Reading time: 3 mins
Suitable for: Families of secondary-aged children
Money and freedom are closely linked for teenagers, but your teen may not have had much experience with managing their own money before. Teaching them good money habits will be of huge benefit to them in later life, and the earlier your teen is introduced to money management, the better the chance they will adopt good habits.
It might be difficult to guide your teens towards sensible decisions at first, and they may make some mistakes along the way, but there are lots of things you can do to help set them on a good path.
Give them some financial responsibility
From a young age, children can be involved in spending and saving money, such as paying for things in the shops and receiving change back. They enjoy putting coins in piggy banks and getting money for their birthdays and other special events.
As your child gets older, it’s a good idea to give your child more control and responsibility over their own money. Letting them earn some pocket money might be a good way to start, or they may start a part-time job.
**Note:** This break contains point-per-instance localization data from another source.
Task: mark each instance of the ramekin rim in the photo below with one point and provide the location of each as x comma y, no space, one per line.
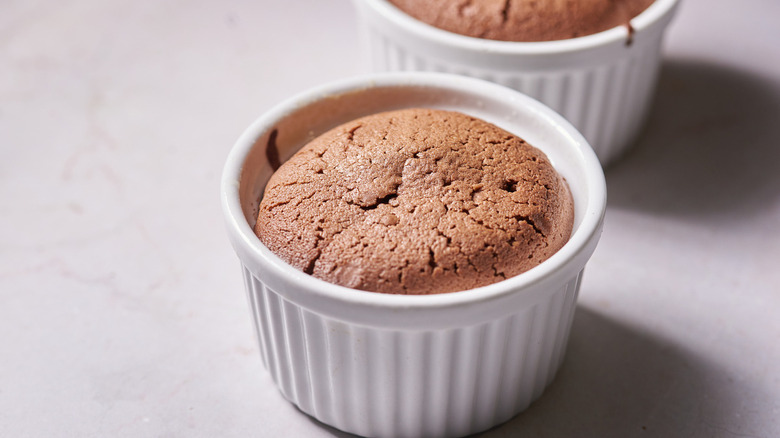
588,229
654,13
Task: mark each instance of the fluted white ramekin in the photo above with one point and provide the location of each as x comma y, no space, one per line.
392,365
601,84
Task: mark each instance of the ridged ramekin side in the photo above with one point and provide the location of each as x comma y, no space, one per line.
411,383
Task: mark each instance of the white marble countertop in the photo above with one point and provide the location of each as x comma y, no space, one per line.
122,311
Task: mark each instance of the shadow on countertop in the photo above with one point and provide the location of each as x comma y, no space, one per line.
619,382
711,146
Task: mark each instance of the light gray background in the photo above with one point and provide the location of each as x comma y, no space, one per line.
121,304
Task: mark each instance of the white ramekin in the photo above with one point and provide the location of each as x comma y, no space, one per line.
601,84
393,365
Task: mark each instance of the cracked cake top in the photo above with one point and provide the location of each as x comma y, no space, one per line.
415,201
524,20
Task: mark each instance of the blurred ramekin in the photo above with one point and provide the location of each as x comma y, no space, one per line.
601,84
392,365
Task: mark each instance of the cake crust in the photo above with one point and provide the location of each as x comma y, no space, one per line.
415,201
524,20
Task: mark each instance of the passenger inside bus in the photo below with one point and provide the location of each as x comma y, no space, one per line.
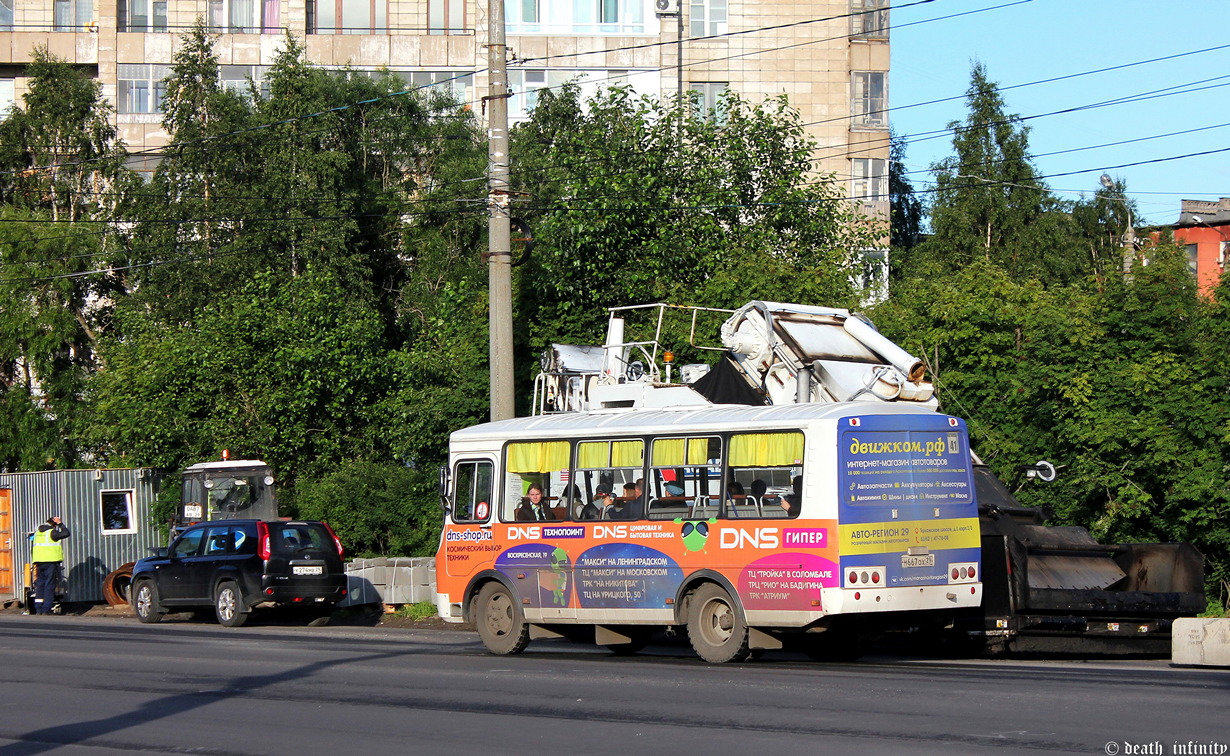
792,500
572,502
599,508
534,507
627,507
738,504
There may be times when they make mistakes or overspend. Avoid the temptation to jump in and fix the problem for them and instead be supportive and help them find their own solutions. Seeing the consequences of making financial mistakes when they are young and managing relatively small amounts of money will help them learn for the future when the amounts may be far greater.
Set a good example
Children learn from observing others, and your teen will start to learn how to manage money by watching you. For example, if they see you saving up to buy something, it is more likely that they will adopt these habits too.